In [None]:
"""
===========================================================
Growth curves for different xylose concentrations and induction times
===========================================================
"""

In [None]:
!pip install pandas numpy scipy matplotlib scikit-learn


In [None]:
!pip install openpyxl

In [None]:
# Importation of the libraries

import pandas as pd
import numpy as np
from scipy.signal import savgol_filter
from scipy.optimize import curve_fit
from scipy.stats import linregress
import matplotlib.pyplot as plt
from sklearn.linear_model import LinearRegression


In [None]:
"""
===========================================================
Import data
===========================================================
"""

In [None]:
# Define variables
# Importation variables
file_path = 'C:/Users/arnou/Documents/thesis/Resultaten/250905_plate4xyloseA2_H2Sheet1.xlsx' #'Z:/SET-MPM-B001/PI-SG-021/Bart Steemans/Stationary Phase Project/SGL758 16092024 .xlsx' # Replace with the path to reach the excel file.

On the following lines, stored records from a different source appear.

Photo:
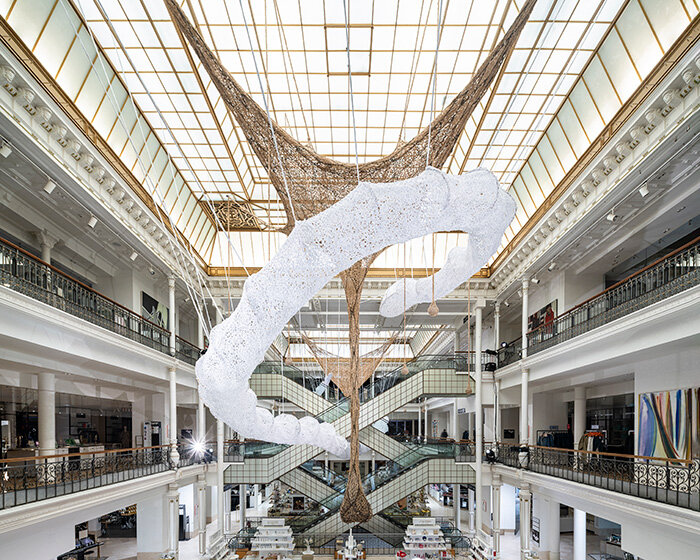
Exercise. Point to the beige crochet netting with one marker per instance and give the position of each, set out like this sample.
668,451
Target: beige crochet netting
339,368
315,183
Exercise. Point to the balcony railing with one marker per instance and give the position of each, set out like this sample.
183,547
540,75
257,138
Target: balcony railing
31,479
510,353
24,273
186,351
671,481
669,275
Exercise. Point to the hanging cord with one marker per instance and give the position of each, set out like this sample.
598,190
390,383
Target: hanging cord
352,95
469,336
434,79
433,309
267,111
404,369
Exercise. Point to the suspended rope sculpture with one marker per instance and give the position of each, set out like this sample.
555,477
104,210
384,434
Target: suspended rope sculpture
340,368
363,219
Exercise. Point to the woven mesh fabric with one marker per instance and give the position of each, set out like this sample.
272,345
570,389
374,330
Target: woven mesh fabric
310,183
371,217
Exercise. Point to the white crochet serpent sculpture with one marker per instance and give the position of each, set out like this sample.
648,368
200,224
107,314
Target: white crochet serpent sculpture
370,218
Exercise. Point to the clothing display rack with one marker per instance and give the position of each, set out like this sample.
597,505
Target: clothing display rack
563,439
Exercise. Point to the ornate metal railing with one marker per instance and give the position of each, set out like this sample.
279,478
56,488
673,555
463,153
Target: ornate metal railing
23,272
186,351
32,479
667,276
510,353
671,481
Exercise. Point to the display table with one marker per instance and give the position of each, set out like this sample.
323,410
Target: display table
424,539
272,539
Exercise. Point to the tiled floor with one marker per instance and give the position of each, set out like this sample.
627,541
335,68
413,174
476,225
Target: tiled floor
510,544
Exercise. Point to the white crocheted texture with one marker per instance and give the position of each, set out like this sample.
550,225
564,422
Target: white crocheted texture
370,218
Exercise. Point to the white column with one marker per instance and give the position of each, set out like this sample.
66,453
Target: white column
220,474
173,519
174,455
242,495
479,417
523,340
554,529
579,413
201,420
497,325
525,521
200,331
426,432
47,413
420,420
455,505
497,412
524,407
201,489
579,534
453,428
496,511
171,303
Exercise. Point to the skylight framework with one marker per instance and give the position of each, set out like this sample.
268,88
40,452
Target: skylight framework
575,65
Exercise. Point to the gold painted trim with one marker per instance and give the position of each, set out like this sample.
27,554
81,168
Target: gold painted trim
678,50
240,272
17,47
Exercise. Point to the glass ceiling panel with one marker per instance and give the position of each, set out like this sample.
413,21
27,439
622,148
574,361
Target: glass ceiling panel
57,36
575,65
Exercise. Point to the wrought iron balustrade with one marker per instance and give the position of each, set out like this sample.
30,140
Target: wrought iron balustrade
510,353
186,351
32,479
26,274
671,481
668,276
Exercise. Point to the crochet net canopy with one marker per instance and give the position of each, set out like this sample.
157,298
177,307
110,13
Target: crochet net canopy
316,183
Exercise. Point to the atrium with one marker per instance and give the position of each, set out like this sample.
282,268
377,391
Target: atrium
349,279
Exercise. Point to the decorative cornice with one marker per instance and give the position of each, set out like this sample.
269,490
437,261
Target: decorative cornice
79,146
615,143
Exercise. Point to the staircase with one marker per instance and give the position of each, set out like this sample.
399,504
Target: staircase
267,462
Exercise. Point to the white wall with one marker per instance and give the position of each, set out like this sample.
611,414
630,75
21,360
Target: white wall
508,507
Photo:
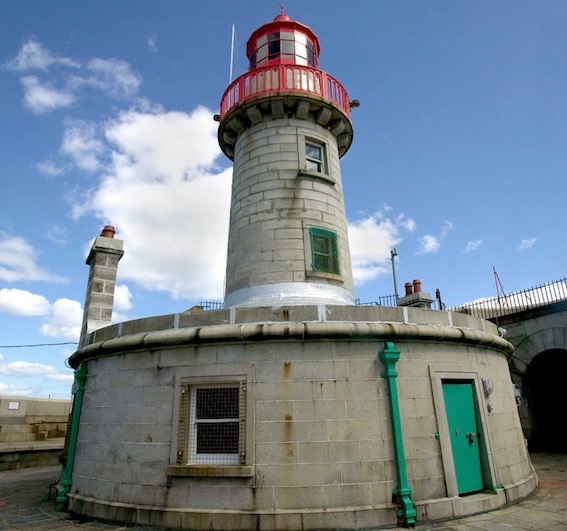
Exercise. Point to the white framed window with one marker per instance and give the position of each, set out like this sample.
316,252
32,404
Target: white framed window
324,251
315,156
212,423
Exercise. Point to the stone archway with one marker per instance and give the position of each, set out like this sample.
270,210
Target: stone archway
544,384
536,383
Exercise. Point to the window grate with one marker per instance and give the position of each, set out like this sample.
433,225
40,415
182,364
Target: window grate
216,415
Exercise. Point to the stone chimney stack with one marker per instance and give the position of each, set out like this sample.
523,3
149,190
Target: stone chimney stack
103,260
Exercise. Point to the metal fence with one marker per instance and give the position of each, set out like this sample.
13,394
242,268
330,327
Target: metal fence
383,300
486,308
517,301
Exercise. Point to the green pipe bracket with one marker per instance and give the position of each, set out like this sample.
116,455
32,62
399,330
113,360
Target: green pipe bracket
67,479
389,355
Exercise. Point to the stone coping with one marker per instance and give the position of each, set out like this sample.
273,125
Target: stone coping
56,443
301,323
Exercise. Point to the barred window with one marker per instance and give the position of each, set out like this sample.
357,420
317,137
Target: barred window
215,417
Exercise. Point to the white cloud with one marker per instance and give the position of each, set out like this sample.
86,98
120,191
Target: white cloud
122,298
42,97
429,244
448,226
28,369
80,142
33,56
472,246
15,390
371,240
152,43
64,320
527,243
18,262
168,201
48,167
24,303
111,76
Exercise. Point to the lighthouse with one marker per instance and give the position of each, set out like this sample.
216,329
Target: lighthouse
291,407
285,123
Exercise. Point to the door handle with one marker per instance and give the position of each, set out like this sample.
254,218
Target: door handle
471,435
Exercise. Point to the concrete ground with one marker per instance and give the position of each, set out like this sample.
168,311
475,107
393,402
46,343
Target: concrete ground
25,504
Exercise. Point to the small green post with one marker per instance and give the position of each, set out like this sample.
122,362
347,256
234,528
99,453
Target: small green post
67,479
389,355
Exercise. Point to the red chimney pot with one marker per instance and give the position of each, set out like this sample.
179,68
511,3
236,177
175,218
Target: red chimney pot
108,231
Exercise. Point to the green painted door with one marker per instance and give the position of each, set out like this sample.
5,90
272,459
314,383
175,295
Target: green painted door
464,435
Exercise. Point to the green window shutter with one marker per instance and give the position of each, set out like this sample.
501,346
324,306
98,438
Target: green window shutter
324,251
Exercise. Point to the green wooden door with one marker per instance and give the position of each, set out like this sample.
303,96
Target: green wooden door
464,435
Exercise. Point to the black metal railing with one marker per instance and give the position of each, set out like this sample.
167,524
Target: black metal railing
383,300
517,301
486,308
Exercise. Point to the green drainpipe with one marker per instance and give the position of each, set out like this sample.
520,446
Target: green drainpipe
67,481
406,512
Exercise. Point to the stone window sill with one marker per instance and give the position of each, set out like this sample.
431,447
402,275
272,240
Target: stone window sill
211,471
321,274
306,174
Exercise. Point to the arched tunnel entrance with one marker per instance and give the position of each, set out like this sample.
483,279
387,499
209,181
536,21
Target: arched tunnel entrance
546,389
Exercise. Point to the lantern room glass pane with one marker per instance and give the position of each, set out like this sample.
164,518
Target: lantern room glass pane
273,45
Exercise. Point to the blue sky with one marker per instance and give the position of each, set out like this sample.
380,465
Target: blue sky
459,156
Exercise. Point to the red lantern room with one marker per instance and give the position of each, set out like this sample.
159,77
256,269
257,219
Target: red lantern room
284,80
283,41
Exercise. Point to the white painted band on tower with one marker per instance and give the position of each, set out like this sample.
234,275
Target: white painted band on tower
289,294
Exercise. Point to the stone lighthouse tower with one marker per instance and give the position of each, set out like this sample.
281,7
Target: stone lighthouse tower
285,123
292,407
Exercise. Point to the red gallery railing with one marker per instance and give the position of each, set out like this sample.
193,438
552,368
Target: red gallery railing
284,78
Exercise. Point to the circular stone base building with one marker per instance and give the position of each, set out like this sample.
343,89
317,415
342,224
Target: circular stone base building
291,409
300,417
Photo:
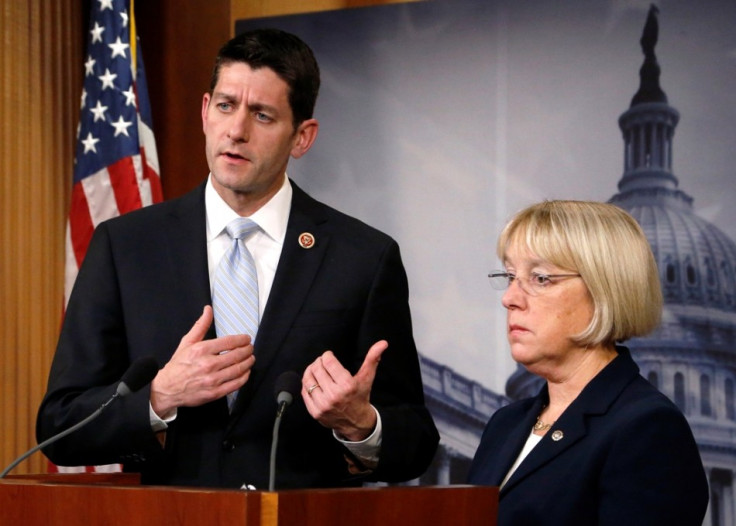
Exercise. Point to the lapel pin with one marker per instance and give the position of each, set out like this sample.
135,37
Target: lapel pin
306,240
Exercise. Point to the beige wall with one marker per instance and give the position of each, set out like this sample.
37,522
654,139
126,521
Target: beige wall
41,63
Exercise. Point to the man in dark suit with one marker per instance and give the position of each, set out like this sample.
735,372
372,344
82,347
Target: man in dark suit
332,295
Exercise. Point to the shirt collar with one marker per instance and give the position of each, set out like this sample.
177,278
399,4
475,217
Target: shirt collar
271,217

Mind the /
sheet_name = 'Table All Cycles' # Replace with the name of the excel sheet containing the raw data
skiprows = 12 # Define the number of rows to skip in the excel file to reach the headers row (e.g. : 13 if the row containing the samples names is the row 14 of the Excel file)
nrows = 302 # Number of rows to read in the excel file. Includes the headers row
columns_range = 'B:CT'  # Replace with the desired cell range. Should cover the time values and the OD values
time_format = 'XX h XX min' # Define the format of the Time values. Choose between : 'XX h XX min' ; 'decimal hour' ; 'minutes' ('decimal hour' : 30min is expressed as 0,5)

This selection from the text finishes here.